Kontaktloses Schalten

Vor Corona langten wir alle nach dem Lichtschalter, ohne lang zu überlegen. Heute sind wir vorsichtiger. Türen, Getränkeautomaten, Seifenspender, Toilettenspülungen – jeden Tag betätigen wir, am Arbeitsplatz und anderen öffentlichen Umgebungen, zahllose Schalter, die auch zahlreiche andere völlig fremde Personen angefasst haben. Dies ist für viele nicht länger hinnehmbar und wird tatsächlich auch zum Gegenstand regulatorischer Beschränkungen. Zum Glück gibt es kontaktlose Sensoren als ideale Lösung, die sich auf einfache Weise in Umgebungen einsetzen lässt, in denen die Ausbreitung schädlicher Bakterien und Viren eingedämmt werden muss. Die neuesten Geräteversionen sind außerordentlich leistungsfähig und verfügen über einen größeren Detektionsbereich und einen konvergenten Lichtstrahl, der bei einem Objekt innerhalb eines genau festgelegten Zielbereichs akkurat auslöst und dabei alle Objekte im Hintergrund oder Vordergrund ausblendet.

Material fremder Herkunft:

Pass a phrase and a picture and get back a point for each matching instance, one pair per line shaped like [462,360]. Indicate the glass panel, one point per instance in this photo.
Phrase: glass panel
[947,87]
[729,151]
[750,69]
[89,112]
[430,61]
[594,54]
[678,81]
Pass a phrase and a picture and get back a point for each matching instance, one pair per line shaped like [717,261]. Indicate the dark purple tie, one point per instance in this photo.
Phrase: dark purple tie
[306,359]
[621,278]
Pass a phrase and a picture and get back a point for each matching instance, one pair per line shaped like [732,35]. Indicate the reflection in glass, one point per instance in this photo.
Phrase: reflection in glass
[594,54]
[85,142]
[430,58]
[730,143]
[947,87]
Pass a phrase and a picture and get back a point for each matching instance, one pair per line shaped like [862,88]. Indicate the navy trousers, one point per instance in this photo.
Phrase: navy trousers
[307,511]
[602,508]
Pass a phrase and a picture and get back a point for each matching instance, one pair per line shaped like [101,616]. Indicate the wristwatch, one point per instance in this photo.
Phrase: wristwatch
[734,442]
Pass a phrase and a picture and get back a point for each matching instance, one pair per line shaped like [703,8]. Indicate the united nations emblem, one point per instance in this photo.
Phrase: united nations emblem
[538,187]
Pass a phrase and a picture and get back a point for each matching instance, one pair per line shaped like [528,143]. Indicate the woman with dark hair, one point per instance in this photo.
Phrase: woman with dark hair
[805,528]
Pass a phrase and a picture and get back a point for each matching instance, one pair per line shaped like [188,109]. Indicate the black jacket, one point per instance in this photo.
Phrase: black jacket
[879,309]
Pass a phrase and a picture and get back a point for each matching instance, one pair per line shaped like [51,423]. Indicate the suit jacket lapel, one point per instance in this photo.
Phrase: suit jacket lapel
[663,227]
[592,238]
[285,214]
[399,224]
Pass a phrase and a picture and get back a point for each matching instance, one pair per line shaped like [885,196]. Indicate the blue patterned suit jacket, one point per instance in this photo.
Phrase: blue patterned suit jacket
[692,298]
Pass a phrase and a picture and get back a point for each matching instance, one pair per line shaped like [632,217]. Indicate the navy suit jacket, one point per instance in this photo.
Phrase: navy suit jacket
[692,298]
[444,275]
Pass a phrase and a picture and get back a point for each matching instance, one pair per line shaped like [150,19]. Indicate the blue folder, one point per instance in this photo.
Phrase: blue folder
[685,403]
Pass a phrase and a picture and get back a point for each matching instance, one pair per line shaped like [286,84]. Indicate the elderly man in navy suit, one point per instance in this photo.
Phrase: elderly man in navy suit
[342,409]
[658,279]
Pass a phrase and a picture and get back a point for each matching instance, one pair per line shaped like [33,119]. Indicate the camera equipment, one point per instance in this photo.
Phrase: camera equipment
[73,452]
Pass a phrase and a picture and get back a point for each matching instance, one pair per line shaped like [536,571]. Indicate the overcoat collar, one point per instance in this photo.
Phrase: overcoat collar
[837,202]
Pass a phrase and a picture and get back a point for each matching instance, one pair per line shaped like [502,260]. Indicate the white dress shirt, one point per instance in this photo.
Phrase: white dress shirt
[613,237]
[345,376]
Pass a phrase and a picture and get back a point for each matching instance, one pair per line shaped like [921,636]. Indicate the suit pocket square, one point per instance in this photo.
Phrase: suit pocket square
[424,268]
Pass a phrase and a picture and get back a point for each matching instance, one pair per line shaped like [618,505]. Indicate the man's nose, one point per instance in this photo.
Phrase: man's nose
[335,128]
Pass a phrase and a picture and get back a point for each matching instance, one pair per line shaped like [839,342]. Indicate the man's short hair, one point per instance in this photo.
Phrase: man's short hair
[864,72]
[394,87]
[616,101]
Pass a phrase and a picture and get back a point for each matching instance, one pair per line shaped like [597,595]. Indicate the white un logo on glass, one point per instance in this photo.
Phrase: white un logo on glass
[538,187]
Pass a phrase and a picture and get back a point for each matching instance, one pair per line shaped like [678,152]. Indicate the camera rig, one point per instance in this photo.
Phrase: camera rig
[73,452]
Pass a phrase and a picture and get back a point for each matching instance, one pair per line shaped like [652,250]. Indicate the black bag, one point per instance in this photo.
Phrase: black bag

Omrons B5W-LB LCR Sensoren zeichnen sich durch die Zuverlässigkeit und Wiederholbarkeit ihrer Erkennungsleistung aus, selbst bei verschiedenfarbigen Zielobjekten mit unterschiedlicher Oberflächenbeschaffenheit einschließlich spiegelnder Flächen. Digitale Ausgänge simpel und leicht für eine integrierte elektronische Steuerung, die zuverlässig die erwartete Performance liefert.

Ein Blick in die Zukunft

Wer weiß, wie das ‘neue Normal’ tatsächlich aussehen wird? Zweifellos sind Änderungen in der Arbeitswelt und zuhause angesichts der jüngsten Erfahrungen echt notwendig. Optosensor-Technologie spielt eine bedeutsame Rolle. Vielleicht werden berührungslose Schalter die Norm, auch wenn COVID-19 eines Tages nur noch eine ferne Erinnerung sein wird.